Vulnerability in WordPress

  • Unknown's avatar
    codyboychuk · Member ·

    Why have you not addressed this problem. I always thought that I has Keymaster role in WordPress so if I add another Admin as a freelancer, but now I realize that that was only a Buddy Press feature that is still available after deleting the plugin.

    See this URGENT http://wpmasteradmin.com/

    The blog I need help with is: (visible only to logged in users)

  • Unknown's avatar
    christineoakfield · Member ·

    @codyboychuk,

    I am not sure I understand what your concern. Keymaster is a Buddypress role.

    Buddypress isn’t available on WordPress.com in most plans. You may (new) be able to use it as a plugin with the Business Plan.

    Could you please clarify your concern?
    Also please advise on the full URL of your site. Thank you.

  • Unknown's avatar
    codyboychuk · Member ·

    The vulnerability is that if the owner of the wordpress site hires an unscrupulous freelancer or someone who doesnt know what they are doing, the way WP has it now, the owner does not have any Keymaster Priviledge protection where a freelancer or other added user as Administrator could delete data, plugins, etc leaving the owner without his or her data.
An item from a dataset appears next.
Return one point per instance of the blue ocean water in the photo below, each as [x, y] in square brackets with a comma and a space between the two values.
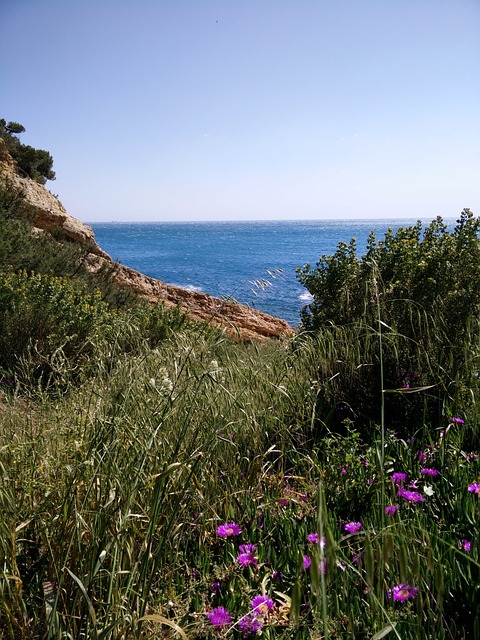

WP needs to add a keymaster role that can only be applied to 1 person, the site Admin.

    I found this plugin that explains everything that WP needs to integrate into future updates.

    >>>> http://wpmasteradmin.com/

  • Unknown's avatar
    codyboychuk · Member ·

    There is also another vulnerability where a freelancer can install a plugin that gives them access to the site owners cpanel where they could also cause problems.

  • Unknown's avatar
    codyboychuk · Member ·

    I am not tallking about Buddy Press. I am talking about Word Press. They need to fix this asap.

  • Unknown's avatar
    christineoakfield · Member ·

    This is a forum for WordPress.com site support. I believe you are in the wrong area. Sites here are hosted by WordPress.com you are referring to self-hosted WordPress.org sites.
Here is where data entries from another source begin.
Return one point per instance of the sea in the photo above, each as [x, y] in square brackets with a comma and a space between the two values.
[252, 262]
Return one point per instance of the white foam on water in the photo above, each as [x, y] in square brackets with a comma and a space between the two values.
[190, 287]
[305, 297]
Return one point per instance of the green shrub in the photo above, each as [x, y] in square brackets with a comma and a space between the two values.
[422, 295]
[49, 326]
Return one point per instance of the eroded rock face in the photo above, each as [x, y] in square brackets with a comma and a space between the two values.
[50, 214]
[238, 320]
    Plugins aren’t even allowed on most plans, here. cpanel? – not here.

    The following guide outlines the differences between what WordPress.com here does and the installation that you have with WordPress.org:
    https://en.support.wordpress.com/com-vs-org/

    Support on these forums is for support for WordPress.com only.

  • The topic ‘Vulnerability in WordPress’ is closed to new replies.